Он кинулся защищать тело отца Нифонта, и вместе с ним на его защиту встал молчаливый молодой монах, но их оттащили в сторону, и четверо мужчин подняли носилки на плечи.
— Стойте, несчастные! — кричал иеромонах. — Стойте! Что вы творите! Жизнь ваша — мгновение, а вы ради мгновения вечностью пренебрегаете!
— Посадите их в лодку, пусть плывут отсюда по-хорошему, — сказал старик, но колдун его оборвал:
— Нет! Никто не покинет деревню сегодня. Или я уйду и оставлю вас наедине с мором!
— Хорошо, — согласился старик, — отведите их в церковь и заприте там до утра.
— Гореть в огне будете! — зашипел отец Варсонофий. — И колдун вас от геенны огненной не спасет! Что творите? Беззаконие и святотатство! На страшном суде ответите за все!
Колдун улыбнулся, хотел что-то сказать, как вдруг пошатнулся и упал на колени. Лешек подбежал к нему и присел рядом:
— Охто, ты ляг, ляг! Я сейчас тебя перевяжу.
— Да ерунда, просто голова закружилась… — махнул рукой колдун, — пить только хочется…
Люди расходились: часть в сторону деревни — те, кто уводил монахов, а часть — в сторону крады, унося с собой тело отца Нифонта.
Лешек расстегнул на колдуне кафтан: кровь протекла и на бок, и под мышку, и на грудь.
— Пожалуйста! — крикнул он уходящим в деревню. — Приведите наших коней. Или принесите седельные сумки! Пожалуйста!
Кто-то из мужчин обернулся и кивнул ему. Лешек осторожно снял с колдуна кафтан и рубаху, но тот даже не поморщился. Рана была страшная, хотя и не опасная, если бы не потеря крови.
— Рви рубаху, перетянуть надо, — велел колдун. — И не дрожи ты так! Лекарь, тоже мне!
— Охто, тебе ведь больно!

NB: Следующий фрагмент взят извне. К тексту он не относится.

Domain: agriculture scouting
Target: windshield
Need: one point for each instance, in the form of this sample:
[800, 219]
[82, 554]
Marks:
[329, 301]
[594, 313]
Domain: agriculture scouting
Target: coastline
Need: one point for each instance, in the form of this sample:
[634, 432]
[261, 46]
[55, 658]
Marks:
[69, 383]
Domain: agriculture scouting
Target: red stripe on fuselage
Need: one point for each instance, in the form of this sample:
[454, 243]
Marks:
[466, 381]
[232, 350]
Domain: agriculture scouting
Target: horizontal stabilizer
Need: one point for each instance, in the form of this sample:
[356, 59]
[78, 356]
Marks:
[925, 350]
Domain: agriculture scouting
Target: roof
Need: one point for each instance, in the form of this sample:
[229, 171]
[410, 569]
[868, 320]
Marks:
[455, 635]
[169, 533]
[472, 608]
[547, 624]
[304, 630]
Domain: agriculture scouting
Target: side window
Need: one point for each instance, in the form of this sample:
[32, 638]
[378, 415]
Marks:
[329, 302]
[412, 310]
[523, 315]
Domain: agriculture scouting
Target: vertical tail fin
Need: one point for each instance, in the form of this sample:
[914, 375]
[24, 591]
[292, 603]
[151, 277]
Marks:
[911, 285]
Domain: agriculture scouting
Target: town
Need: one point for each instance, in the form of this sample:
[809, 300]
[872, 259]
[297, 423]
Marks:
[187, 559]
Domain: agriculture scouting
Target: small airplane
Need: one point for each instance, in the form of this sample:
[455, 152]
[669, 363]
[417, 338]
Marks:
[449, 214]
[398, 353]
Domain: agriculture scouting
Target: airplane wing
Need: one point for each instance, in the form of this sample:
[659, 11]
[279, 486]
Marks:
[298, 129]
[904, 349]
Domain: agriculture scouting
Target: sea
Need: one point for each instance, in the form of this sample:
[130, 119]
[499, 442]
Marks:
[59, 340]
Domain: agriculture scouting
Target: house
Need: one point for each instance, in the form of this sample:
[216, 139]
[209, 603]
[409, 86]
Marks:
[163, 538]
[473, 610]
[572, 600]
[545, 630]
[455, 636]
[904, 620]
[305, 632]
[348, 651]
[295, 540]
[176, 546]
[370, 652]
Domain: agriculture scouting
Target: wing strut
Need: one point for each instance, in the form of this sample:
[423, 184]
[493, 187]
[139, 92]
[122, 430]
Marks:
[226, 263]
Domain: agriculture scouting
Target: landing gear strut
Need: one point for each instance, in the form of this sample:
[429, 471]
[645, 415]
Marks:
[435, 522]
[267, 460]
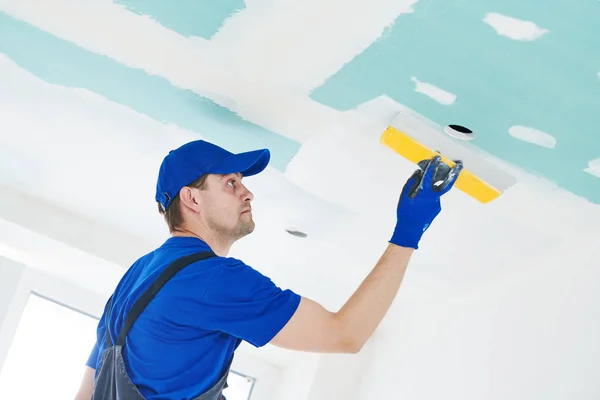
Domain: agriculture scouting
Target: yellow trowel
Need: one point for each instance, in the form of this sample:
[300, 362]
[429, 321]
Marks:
[417, 138]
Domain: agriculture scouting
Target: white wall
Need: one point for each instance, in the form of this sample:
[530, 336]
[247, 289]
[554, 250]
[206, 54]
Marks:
[535, 334]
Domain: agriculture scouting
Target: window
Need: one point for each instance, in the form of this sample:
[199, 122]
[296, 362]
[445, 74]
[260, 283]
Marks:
[50, 348]
[48, 352]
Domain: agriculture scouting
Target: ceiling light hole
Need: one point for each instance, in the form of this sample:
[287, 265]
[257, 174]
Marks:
[459, 132]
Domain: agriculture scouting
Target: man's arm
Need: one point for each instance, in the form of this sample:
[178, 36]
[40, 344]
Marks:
[313, 328]
[86, 387]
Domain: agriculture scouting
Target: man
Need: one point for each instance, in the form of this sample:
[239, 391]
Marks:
[182, 343]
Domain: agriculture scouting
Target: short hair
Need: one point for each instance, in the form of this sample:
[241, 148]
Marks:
[173, 216]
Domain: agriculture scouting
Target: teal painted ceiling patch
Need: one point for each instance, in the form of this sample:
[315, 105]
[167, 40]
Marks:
[201, 18]
[60, 62]
[519, 74]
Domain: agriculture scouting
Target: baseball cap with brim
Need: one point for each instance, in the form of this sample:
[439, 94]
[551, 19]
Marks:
[189, 162]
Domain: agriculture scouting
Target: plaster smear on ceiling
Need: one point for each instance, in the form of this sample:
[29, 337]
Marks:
[437, 94]
[593, 167]
[514, 28]
[534, 136]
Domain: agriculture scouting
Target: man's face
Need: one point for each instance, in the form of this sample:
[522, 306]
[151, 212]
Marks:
[226, 206]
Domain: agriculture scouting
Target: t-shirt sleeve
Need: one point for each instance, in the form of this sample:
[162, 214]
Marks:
[93, 357]
[246, 304]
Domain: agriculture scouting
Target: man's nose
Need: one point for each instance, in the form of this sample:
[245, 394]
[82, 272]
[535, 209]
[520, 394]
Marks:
[248, 195]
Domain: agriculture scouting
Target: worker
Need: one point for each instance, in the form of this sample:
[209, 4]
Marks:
[177, 316]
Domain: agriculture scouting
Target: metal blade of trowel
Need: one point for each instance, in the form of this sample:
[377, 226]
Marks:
[416, 139]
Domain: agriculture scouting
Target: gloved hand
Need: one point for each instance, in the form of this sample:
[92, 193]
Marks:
[419, 201]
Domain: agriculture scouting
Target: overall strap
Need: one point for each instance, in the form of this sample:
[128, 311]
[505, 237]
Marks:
[149, 293]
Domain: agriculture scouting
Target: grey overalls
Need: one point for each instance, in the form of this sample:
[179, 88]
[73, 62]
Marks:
[112, 381]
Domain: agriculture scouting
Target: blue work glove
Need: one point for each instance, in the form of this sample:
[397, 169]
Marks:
[419, 201]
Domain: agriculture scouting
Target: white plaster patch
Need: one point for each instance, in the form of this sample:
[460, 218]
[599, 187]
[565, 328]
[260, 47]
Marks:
[533, 136]
[513, 28]
[593, 167]
[437, 94]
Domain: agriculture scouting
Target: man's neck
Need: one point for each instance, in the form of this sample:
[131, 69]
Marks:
[218, 246]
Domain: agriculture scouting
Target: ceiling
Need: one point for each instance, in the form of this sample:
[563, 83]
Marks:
[316, 82]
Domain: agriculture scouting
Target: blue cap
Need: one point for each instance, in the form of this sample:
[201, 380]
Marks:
[189, 162]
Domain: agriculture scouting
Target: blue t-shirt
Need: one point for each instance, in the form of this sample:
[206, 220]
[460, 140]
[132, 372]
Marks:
[182, 341]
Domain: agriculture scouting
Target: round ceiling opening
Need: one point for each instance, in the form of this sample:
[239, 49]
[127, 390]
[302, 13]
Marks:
[459, 132]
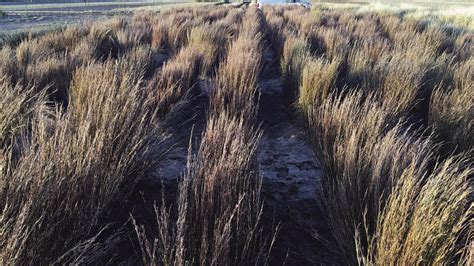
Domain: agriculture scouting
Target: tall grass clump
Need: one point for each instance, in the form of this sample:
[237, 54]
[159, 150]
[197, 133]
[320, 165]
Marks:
[451, 112]
[363, 152]
[427, 218]
[235, 87]
[218, 205]
[212, 42]
[174, 84]
[317, 83]
[296, 52]
[78, 165]
[18, 109]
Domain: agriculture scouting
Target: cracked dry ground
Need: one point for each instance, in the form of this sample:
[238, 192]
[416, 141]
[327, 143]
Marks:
[288, 168]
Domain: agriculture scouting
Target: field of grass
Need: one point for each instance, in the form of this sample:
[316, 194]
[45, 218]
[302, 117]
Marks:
[89, 114]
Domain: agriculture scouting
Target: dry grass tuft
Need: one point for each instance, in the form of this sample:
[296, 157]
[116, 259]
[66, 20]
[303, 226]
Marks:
[77, 166]
[219, 206]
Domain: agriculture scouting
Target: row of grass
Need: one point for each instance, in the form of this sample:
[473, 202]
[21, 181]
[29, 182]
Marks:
[388, 197]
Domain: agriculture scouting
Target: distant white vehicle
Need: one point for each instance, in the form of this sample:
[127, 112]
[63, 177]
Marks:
[305, 3]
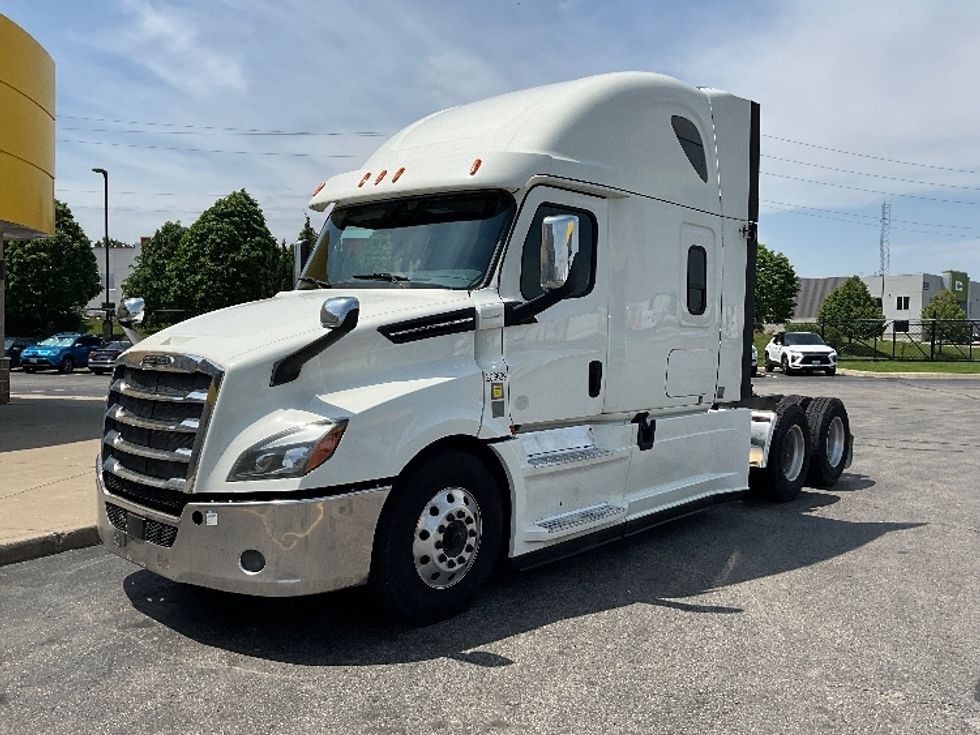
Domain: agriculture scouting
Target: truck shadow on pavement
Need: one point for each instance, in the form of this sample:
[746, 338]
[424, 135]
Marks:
[30, 423]
[707, 552]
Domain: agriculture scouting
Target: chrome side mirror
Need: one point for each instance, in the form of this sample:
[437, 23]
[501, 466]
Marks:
[131, 311]
[335, 311]
[559, 246]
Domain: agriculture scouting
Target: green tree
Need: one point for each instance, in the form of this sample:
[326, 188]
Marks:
[226, 257]
[149, 278]
[50, 280]
[850, 313]
[776, 287]
[951, 325]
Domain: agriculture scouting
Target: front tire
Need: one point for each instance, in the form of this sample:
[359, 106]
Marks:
[789, 456]
[438, 539]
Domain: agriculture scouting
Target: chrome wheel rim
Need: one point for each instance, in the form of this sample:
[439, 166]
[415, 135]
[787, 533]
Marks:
[447, 537]
[794, 450]
[836, 439]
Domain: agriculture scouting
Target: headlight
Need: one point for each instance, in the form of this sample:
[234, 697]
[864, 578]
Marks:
[290, 453]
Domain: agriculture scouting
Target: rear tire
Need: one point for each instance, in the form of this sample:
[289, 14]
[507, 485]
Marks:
[789, 455]
[448, 503]
[830, 437]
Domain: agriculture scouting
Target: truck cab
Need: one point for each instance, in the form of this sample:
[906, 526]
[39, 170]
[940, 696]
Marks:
[524, 329]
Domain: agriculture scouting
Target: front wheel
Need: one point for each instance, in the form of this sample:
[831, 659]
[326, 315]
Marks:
[789, 455]
[438, 538]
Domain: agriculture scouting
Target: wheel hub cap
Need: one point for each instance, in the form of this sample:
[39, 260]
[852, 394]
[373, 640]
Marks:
[447, 537]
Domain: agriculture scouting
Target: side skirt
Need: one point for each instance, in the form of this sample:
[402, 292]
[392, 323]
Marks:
[606, 535]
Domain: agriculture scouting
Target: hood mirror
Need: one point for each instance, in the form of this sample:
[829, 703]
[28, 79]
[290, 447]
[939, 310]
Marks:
[337, 310]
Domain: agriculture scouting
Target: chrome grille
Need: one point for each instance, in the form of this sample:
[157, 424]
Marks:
[154, 427]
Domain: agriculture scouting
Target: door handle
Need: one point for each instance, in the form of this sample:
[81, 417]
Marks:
[595, 378]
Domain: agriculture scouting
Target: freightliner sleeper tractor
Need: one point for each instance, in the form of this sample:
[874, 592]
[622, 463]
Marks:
[524, 329]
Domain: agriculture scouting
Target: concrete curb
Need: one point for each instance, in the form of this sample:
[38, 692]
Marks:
[50, 543]
[874, 374]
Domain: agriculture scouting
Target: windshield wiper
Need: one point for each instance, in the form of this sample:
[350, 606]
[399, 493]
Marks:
[391, 277]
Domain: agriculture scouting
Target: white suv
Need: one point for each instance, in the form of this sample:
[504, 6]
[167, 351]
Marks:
[800, 351]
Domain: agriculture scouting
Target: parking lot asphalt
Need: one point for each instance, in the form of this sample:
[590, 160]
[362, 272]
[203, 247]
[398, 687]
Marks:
[853, 610]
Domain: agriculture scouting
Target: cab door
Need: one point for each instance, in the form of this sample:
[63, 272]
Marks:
[557, 361]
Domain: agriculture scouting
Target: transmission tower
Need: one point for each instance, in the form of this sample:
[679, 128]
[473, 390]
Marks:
[884, 245]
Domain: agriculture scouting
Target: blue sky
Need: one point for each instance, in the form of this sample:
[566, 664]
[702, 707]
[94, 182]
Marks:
[860, 101]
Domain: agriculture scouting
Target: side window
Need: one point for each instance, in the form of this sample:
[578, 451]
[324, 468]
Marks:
[583, 272]
[690, 140]
[697, 279]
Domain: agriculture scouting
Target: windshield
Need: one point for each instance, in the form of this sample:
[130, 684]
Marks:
[802, 338]
[58, 341]
[442, 241]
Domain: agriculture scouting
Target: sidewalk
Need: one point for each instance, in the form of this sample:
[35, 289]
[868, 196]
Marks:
[47, 493]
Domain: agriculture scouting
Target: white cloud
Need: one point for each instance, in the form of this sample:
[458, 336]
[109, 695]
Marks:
[170, 45]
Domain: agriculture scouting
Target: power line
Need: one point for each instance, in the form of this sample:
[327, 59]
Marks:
[869, 191]
[201, 150]
[790, 210]
[871, 175]
[864, 216]
[217, 128]
[870, 156]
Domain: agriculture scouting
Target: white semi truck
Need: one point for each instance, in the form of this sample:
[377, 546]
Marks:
[524, 330]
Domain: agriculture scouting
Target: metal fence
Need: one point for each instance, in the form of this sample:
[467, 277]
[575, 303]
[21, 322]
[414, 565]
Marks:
[901, 339]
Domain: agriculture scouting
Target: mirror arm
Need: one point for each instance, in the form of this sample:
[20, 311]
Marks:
[524, 312]
[288, 368]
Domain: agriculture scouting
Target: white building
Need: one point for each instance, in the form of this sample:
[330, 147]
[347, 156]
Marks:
[121, 262]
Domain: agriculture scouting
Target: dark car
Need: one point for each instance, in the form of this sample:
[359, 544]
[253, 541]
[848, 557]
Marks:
[13, 346]
[64, 351]
[101, 360]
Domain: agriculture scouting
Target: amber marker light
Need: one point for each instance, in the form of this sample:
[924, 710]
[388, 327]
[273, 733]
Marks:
[325, 448]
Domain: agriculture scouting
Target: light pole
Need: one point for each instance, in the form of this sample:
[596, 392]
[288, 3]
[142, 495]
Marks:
[107, 322]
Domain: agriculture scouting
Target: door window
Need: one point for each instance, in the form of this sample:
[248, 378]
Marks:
[583, 271]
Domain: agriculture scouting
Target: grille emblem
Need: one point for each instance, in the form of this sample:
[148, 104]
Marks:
[156, 360]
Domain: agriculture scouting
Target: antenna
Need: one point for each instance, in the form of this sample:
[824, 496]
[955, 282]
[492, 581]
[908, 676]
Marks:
[884, 245]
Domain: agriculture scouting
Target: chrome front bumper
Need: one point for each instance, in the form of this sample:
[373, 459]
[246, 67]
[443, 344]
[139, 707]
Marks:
[309, 546]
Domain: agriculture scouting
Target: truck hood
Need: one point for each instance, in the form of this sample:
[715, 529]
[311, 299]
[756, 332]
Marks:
[272, 326]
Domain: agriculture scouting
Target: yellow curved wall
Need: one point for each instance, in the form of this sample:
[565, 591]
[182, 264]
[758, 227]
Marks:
[26, 135]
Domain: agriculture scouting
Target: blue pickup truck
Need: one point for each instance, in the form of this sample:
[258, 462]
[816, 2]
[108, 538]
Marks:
[64, 352]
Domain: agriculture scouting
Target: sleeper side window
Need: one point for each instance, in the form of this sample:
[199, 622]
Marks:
[690, 140]
[583, 271]
[697, 279]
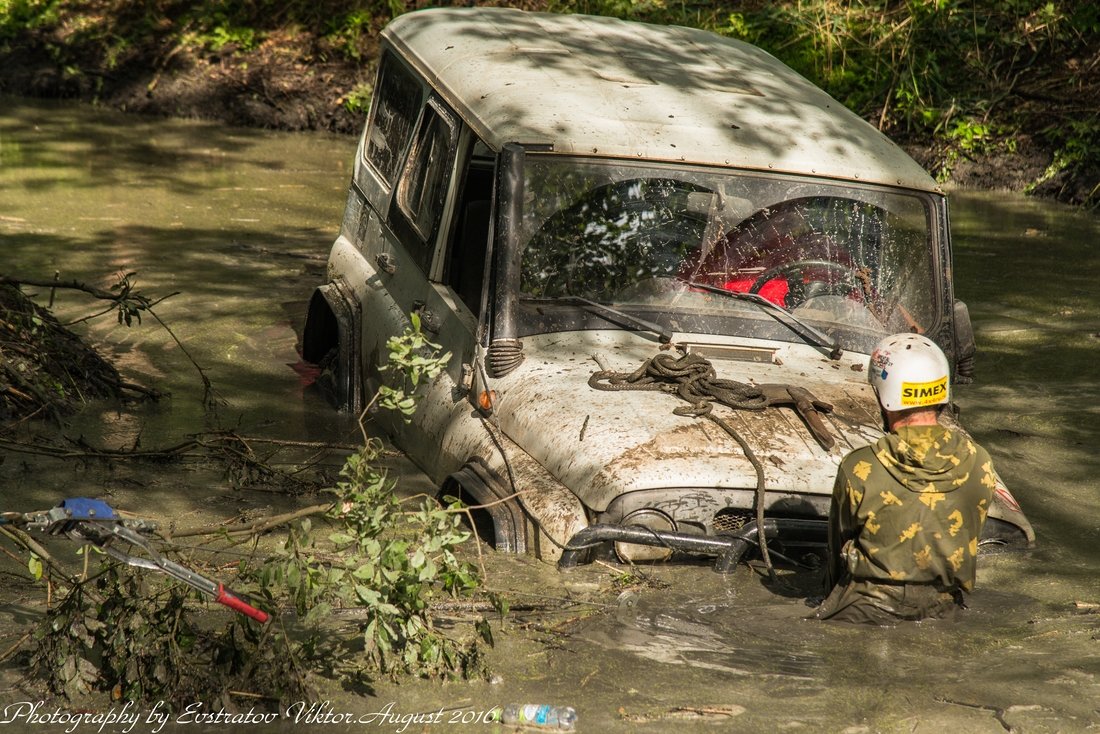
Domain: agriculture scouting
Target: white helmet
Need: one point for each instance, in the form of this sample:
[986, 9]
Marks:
[909, 371]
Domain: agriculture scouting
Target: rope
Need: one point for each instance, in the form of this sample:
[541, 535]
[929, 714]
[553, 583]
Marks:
[692, 378]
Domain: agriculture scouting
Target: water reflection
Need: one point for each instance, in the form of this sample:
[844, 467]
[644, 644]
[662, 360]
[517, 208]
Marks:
[239, 223]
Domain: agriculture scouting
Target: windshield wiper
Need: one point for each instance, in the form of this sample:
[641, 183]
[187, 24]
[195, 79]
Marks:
[815, 337]
[663, 335]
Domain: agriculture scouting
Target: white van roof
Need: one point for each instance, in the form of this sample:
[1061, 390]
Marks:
[601, 86]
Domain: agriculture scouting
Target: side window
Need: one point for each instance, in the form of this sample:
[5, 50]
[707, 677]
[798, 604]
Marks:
[396, 105]
[465, 259]
[421, 192]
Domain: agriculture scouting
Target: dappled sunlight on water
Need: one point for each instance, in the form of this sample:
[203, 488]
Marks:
[238, 223]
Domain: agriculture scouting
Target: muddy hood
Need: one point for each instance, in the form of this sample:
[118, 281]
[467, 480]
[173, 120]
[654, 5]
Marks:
[605, 444]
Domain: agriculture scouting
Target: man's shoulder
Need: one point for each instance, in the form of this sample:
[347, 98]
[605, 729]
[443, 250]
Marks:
[864, 453]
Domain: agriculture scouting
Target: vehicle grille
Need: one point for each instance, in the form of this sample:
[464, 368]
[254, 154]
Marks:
[729, 519]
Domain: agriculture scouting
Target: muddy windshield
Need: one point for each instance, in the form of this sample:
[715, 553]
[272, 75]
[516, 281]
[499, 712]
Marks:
[667, 242]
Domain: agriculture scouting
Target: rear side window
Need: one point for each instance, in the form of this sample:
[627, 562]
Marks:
[424, 186]
[397, 102]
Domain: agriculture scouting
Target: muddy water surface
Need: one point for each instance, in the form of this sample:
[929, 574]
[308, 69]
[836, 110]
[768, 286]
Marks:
[239, 223]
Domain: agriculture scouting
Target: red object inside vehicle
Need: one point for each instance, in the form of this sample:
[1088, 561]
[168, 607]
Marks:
[774, 289]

Как же…
— Ничего, я как-нибудь потерплю. Недолго осталось. Сейчас перетянешь, промоешь, и я рану крусталем залечу.
— Ты же говорил — сначала луной и только потом солнцем!
— Мало ли что я говорил. Не могу я сейчас луны дожидаться. Промоешь — и хватит, — проворчал колдун, но, помолчав, добавил: — Так только меня можно лечить. И себе, и другим — сначала луна, понял?
— Понял, — вздохнул Лешек, — все я про тебя давно понял…
— Да ладно, — улыбнулся колдун.
— Охто, монахи тебе этого никогда не простят. Разве ты не понимаешь?
— Простят не простят, какая разница? Главное, чтобы не помешали.